Troisième et dernière conséquence. Ce n'est donc pas sans raisons que Dieu rejette nos prières, puisque ce ne sont rien moins que des prières, et que, bien loin de l'honorer, nous l'offensons et l'irritons contre nous. Car quelle injustice, mon cher auditeur ? Vous voulez que Dieu s'applique à vous quand il vous plaît de le prier, et vous ne voulez pas, en le priant, vous appliquer vous-même à Dieu. Vous dites à Dieu comme le Prophète : Seigneur, prêtez l'oreille à mes paroles : Verba mea auribus percipe ; Seigneur, écoulez mes cris : Intellige clamorem meam ; Seigneur, soyez attentif à mes vœux : Intende voci orationis meœ ; mais au même temps vous portez votre esprit ailleurs. Vous demandez que Dieu vous parle, et vous ne lui parlez pas ; vous demandez que Dieu vous écoute, et vous ne l'écoutez pas, vous ne vous écoutez pas vous-même, vous ne vous comprenez pas.
Réformons-nous, Chrétiens, sur ce seul article, et nous réformerons toute notre vie ; car on sait bien vivre, dit saint Augustin, quand on sait bien prier : Recte novit vivere, qui novit orare. Pourquoi sommes-nous sujets à tant de désordres ? c'est parce que nous ne prions point, ou que nous prions mal ; et par un retour trop ordinaire, pourquoi ne prions-nous point, ou pourquoi prions-nous mal ? c'est parce que nous ne voulons pas sortir de nos désordres, et que nous craignons de guérir. Demandons à Dieu des choses dignes de lui et dignes de nous. Demandons-les d'une manière digne de lui et digne de nous. En deux mots, demandons-lui ses grâces, et demandons-les bien ; nous les obtiendrons : mais entre les autres grâces, demandons-lui surtout le don de la prière. Disons-lui comme les apôtres : Domine, doce nos orare.
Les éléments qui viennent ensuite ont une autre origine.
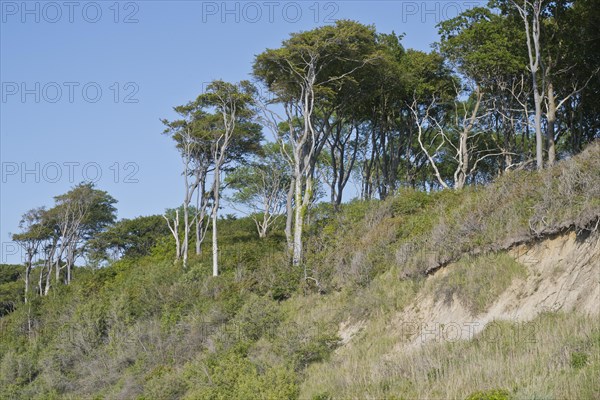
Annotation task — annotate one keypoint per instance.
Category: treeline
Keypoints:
(510, 86)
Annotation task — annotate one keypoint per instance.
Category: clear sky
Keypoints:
(84, 85)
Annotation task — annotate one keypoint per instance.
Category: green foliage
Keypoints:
(579, 360)
(492, 394)
(146, 328)
(130, 237)
(11, 288)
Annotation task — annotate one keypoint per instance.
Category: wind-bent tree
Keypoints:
(303, 74)
(128, 238)
(33, 234)
(262, 187)
(62, 234)
(79, 214)
(194, 146)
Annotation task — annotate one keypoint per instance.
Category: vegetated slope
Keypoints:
(521, 323)
(514, 265)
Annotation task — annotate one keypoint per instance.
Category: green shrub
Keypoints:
(493, 394)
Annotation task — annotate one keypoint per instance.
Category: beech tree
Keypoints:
(262, 187)
(232, 138)
(33, 234)
(301, 74)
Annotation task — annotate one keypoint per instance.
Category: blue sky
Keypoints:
(84, 85)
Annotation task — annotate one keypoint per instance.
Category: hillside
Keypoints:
(489, 292)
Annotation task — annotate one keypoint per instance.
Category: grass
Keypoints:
(147, 329)
(527, 361)
(476, 281)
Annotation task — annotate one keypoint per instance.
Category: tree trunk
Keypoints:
(290, 215)
(551, 119)
(214, 221)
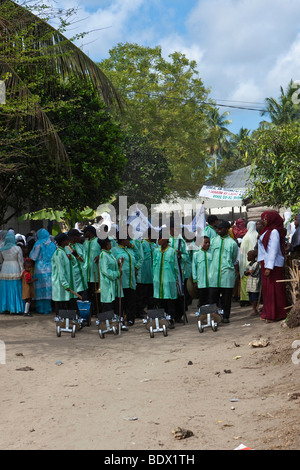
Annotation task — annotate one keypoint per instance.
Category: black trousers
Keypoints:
(222, 297)
(169, 306)
(144, 298)
(93, 297)
(128, 305)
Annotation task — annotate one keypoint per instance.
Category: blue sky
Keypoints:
(245, 49)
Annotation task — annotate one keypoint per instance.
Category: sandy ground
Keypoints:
(129, 392)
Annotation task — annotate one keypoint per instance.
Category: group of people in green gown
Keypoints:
(131, 275)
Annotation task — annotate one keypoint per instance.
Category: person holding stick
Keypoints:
(63, 290)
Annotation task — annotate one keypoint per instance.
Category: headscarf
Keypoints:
(47, 246)
(9, 242)
(296, 237)
(248, 244)
(274, 222)
(239, 230)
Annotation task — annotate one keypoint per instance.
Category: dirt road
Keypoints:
(130, 392)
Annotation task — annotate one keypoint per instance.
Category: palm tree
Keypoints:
(217, 134)
(29, 46)
(283, 110)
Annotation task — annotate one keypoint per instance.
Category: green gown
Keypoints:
(210, 232)
(224, 252)
(77, 269)
(109, 277)
(201, 268)
(165, 273)
(145, 273)
(91, 250)
(61, 276)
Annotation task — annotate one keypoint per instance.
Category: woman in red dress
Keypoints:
(271, 252)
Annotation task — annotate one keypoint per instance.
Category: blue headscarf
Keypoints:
(47, 246)
(10, 241)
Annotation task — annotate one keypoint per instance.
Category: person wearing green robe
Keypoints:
(62, 282)
(75, 254)
(144, 289)
(200, 271)
(179, 244)
(91, 251)
(124, 252)
(165, 278)
(109, 276)
(222, 272)
(210, 229)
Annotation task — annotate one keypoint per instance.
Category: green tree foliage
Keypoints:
(93, 141)
(35, 166)
(147, 173)
(166, 102)
(283, 110)
(217, 139)
(274, 155)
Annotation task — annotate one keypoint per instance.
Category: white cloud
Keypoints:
(247, 45)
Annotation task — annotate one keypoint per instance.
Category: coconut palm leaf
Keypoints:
(58, 51)
(30, 46)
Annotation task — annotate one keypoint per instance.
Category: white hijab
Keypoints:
(248, 243)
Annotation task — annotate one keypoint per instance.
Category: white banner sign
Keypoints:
(221, 194)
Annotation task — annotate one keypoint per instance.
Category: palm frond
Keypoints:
(45, 42)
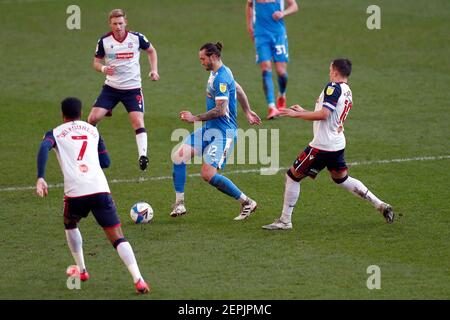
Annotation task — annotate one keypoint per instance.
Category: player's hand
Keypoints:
(41, 188)
(277, 15)
(253, 118)
(187, 116)
(289, 112)
(154, 75)
(110, 70)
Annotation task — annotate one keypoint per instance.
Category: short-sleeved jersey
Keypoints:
(221, 86)
(263, 23)
(124, 56)
(76, 145)
(329, 133)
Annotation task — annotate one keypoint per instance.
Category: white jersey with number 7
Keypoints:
(77, 152)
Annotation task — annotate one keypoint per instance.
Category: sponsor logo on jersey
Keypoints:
(330, 90)
(125, 55)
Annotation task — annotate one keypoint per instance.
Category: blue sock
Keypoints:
(179, 176)
(268, 87)
(225, 185)
(282, 83)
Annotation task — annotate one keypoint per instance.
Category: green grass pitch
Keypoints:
(400, 83)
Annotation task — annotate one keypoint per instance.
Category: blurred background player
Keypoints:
(327, 147)
(82, 155)
(265, 23)
(214, 140)
(120, 51)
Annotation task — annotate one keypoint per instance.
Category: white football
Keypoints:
(141, 212)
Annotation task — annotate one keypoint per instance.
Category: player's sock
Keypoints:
(282, 83)
(242, 198)
(268, 87)
(179, 196)
(291, 194)
(141, 141)
(126, 253)
(75, 242)
(225, 185)
(359, 189)
(179, 177)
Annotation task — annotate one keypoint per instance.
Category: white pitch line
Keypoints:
(143, 179)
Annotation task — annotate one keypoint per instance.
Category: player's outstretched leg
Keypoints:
(75, 242)
(126, 253)
(225, 185)
(179, 181)
(360, 190)
(291, 195)
(141, 141)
Ah ! Seigneur, notre faiblesse est telle, que nous ne pouvons pas même, sans vous, vous bien exposer nos besoins, ni bien implorer votre secours. C'est à vous à nous faire sentir efficacement nos misères ; c'est à vous à nous attirer au pied de votre autel pour vous les représenter ; c'est à vous à nous inspirer ce que nous devons vous dire pour vous toucher.
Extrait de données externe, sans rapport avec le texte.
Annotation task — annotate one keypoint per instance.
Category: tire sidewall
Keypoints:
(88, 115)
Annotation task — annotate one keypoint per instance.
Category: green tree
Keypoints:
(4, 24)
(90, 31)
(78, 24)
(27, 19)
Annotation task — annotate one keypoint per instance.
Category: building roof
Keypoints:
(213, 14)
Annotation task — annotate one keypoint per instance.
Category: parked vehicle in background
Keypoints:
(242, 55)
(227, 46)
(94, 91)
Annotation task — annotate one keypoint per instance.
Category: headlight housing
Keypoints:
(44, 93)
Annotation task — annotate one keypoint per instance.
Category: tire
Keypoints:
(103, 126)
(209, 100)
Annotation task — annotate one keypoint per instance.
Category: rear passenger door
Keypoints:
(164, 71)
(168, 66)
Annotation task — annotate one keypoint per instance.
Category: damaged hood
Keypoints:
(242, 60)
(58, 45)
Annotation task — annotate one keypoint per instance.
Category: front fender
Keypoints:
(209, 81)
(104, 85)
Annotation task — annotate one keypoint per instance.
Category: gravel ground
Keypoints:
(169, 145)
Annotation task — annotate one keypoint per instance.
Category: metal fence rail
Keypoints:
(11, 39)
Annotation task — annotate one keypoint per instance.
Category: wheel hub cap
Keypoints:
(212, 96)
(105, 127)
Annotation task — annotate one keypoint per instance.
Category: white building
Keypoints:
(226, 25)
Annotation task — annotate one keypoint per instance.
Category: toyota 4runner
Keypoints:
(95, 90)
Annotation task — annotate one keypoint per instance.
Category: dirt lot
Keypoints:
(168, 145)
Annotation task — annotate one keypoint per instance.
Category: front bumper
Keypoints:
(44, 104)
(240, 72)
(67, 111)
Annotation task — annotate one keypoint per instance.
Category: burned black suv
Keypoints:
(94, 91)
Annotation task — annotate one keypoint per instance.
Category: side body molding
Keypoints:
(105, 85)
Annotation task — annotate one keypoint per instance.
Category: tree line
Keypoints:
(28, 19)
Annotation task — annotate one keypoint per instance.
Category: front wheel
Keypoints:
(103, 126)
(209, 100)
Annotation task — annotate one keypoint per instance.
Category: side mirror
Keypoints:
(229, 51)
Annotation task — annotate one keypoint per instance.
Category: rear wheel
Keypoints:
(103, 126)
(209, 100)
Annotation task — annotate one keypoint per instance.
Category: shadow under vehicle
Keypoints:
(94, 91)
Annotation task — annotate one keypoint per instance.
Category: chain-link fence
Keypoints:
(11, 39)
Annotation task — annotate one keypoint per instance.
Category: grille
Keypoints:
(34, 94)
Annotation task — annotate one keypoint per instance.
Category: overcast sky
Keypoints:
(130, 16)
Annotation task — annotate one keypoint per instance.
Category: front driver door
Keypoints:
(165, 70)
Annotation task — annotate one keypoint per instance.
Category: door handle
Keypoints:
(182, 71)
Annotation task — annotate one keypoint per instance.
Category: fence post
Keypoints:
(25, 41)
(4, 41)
Donnez-nous donc vous-même, ô mon Dieu, cette science si nécessaire, et par une grâce où sont en quelque sorte renfermées, comme dans leur source, toutes les autres grâces, apprenez-nous à nous servir de la prière pour faire descendre sur nous des grâces de conversion, des grâces de sanctification, des grâces de salut, qui nous conduisent à la gloire éternelle.